Ho visto il sole a Sarajevo

  

Si è svolto presso il Centro Saveriano di Brescia l’incontro che ha visto Agostino Zanotti dialogare con Lorenza Auguadra per la presentazione di “Ho visto sorgere il sole a Sarajevo” Un racconto lungo o un diario di viaggio o, più ancora, un racconto costruito sul taccuino di viaggio dell’autrice, ripreso al rientro in Italia, tenuto per anni nel cassetto della memoria e del distacco emotivo, nell’incapacità di riuscire a narrare quanto visto, scrutando e ascoltando gli sguardi di chi quel conflitto l’ha subito.

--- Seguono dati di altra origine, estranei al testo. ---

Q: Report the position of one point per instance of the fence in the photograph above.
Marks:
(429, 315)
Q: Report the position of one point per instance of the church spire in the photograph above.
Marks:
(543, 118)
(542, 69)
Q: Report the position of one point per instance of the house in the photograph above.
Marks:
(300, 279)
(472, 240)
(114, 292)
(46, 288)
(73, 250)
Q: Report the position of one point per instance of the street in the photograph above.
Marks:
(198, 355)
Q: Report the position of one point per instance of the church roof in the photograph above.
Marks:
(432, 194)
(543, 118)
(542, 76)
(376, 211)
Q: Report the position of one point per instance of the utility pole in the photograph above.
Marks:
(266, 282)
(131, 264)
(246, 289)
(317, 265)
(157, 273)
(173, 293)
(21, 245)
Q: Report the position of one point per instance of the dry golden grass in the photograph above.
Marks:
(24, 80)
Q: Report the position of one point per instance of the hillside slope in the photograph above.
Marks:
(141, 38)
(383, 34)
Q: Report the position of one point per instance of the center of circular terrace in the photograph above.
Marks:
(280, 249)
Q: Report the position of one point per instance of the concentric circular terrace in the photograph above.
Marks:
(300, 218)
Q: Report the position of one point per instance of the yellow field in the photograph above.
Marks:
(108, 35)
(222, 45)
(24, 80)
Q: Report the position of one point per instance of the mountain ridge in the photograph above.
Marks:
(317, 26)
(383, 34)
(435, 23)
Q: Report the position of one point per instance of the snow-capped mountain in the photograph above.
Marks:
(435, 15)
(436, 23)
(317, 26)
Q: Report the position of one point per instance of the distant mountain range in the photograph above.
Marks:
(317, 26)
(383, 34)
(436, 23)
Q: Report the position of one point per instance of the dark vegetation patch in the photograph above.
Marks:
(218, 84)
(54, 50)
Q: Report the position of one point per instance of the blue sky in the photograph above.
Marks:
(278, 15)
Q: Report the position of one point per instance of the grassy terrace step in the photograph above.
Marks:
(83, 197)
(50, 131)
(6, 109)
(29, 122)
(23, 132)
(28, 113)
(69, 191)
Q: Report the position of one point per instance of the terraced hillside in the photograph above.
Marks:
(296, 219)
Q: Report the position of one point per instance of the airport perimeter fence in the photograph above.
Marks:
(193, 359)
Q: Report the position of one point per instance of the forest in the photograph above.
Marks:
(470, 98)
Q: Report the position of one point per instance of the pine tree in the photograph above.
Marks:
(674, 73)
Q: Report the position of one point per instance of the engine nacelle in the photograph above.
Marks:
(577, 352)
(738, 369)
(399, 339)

Partenza, arrivo a Sarajevo, per approfondire il concetto di pace e della nonviolenza. Nella capitale bosniaca il confronto con quanto ha prodotto il conflitto bellico, l’assedio: il vissuto dei sarajeviti dal 1992 al 1995, che ha lasciato morti, e fra i sopravvissuti corpi mutilati, menti devastate, orfani, famiglie spezzate, donne violentate.
Più delle persone i protagonisti sono gli incontri stessi, che conducono l’io narrante, l’autrice, in un viaggio, che si rivelerà essere un processo di rivisitazione delle proprie certezze e priorità raggiunte e fin lì ritenute tali. Un viaggio in cui il lettore, da semplice spettatore, non potrà fare a meno di lasciarsi coinvolgere e trasportare.
La pubblicazione, che avviene in occasione del ventennale della fine della guerra in Bosnia Erzegovina, è dedicata al canzese Gabriele Moreno Locatelli, pacifista assassinato nella capitale bosniaca il 3 ottobre 1993, durante una manifestazione contro la guerra.

Lorenza Auguadra

Nel 2002 ho scelto di seguire un percorso organizzato dal Coordinamento Comasco per la Pace insieme ad una serie di associazioni tra cui “Sprofondo”, l’associazione di Don Renzo Scapolo, con cui poi sono andata a Sarajevo. Questo percorso metteva al centro l’accoglienza e le diversità: come creare dei ponti e non innalzare dei muri. La naturale prosecuzione è stata quella di scegliere Sarajevo come luogo in cui prendere parte a delle attività sul campo. Una città nel cuore dell’Europa, dall’altra parte dell’Adriatico, dove tra il 1991 e il 1995 degli uomini come noi compivano atrocità inenarrabili. Questo diario di viaggio, riposto nel cassetto per alcuni anni, riprende le memorie che avevo vissuto in quei giorni a Sarajevo. Nel mio piccolo volevo provare a condividere questa esperienza, e l’occasione è avvenuta nel 2015 in occasione del ventennale della fine della guerra in Bosnia. Cosa era cambiato rispetto al mio viaggio nel 2003?

Agostino Zanotti

“Ciò che unisce questo libro a Brescia e alla sua esperienza di solidarietà civile e ingerenza umanitaria è sicuramente la figura di Gabriele Moreno Locatelli, cui l’autrice ha dedicato questo libro, e la sua esperienza di vita terminata sul ponte Vrbanja il 3 ottobre 1993. Per un senso di solidarietà umana contro l’indifferenza di quel momento storico, Locatelli va a Sarajevo dove viene ucciso da un proiettile di artiglieria pesante durante un’azione simbolica di pace. A ricordarlo, uno scritto.”

“Vi prego
gridate
che qui la gente muore
di granate
di snajper (cecchini)
di malattie
ma anche
di paura
di angoscia
di disperazione
perché non c’è pace
non c’è pane
e l’inverno arriva
e nessuno crede
che non li abbiamo dimenticati.
Vi prego
gridate.”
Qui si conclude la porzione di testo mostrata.